Der Wettbewerb 2014 mit seinen 18 Filmen hatte einen starken politischen Akzent. Einen Hang zum Poetischen dagegen zeigte die wichtigste Parallelreihe des Festivals, "Un Certain Regard". 20 Filme standen hier auf dem Programm. Zahlreiche Beiträge suchten einen anderen Blick auf die Welt und das Leben, den Vogelblick gewissermaßen. Denn Vogelmenschen sehen ihre Umgebung auf eine besondere Weise, jedenfalls im Film der französischen Regisseurin Pascale Ferran. "Bird People" heißt Ferrans Geschichte über ein Zimmermädchen und einen amerikanischen Manager in einem Flughafenhotel bei Paris.
Das Zimmermädchen hat ein gutes Gespür fürs Atmosphärische, für die Poesie des Augenblicks inmitten der Geschäftigkeit.
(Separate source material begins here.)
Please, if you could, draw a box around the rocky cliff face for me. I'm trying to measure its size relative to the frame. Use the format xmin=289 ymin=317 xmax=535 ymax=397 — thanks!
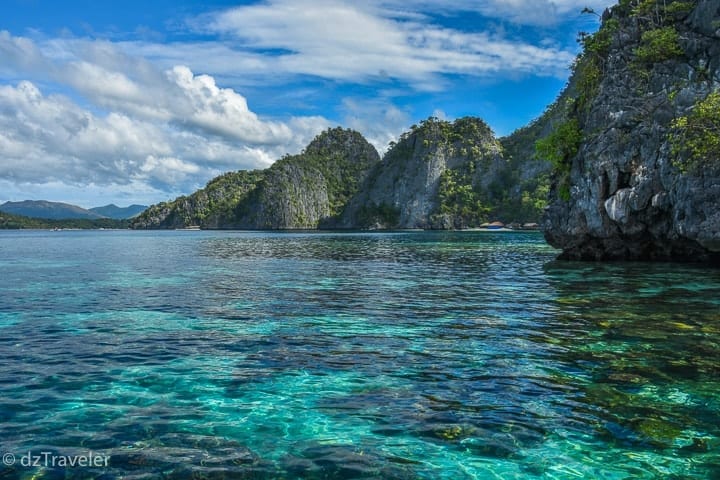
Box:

Als sei sie ein kleiner Vogel, stürzt sich die junge Frau vom Hoteldach, flattert durch die Luft, beobachtet die Hotelgäste in ihren Zimmern, lässt sich von einem japanischen Zeichner zuerst füttern, dann in Tusche malen und verlässt am Morgen barfuß das Hotel an der Seite des amerikanischen Geschäftsmannes. Dessen Geschichte haben wir zuvor erfahren. In der vergangenen Nacht hat er sich von allen geschäftlichen und privaten Verbindungen in langen Überseetelefonaten getrennt. Dauerstress im Job und Familienfrust will er nicht mehr mitmachen.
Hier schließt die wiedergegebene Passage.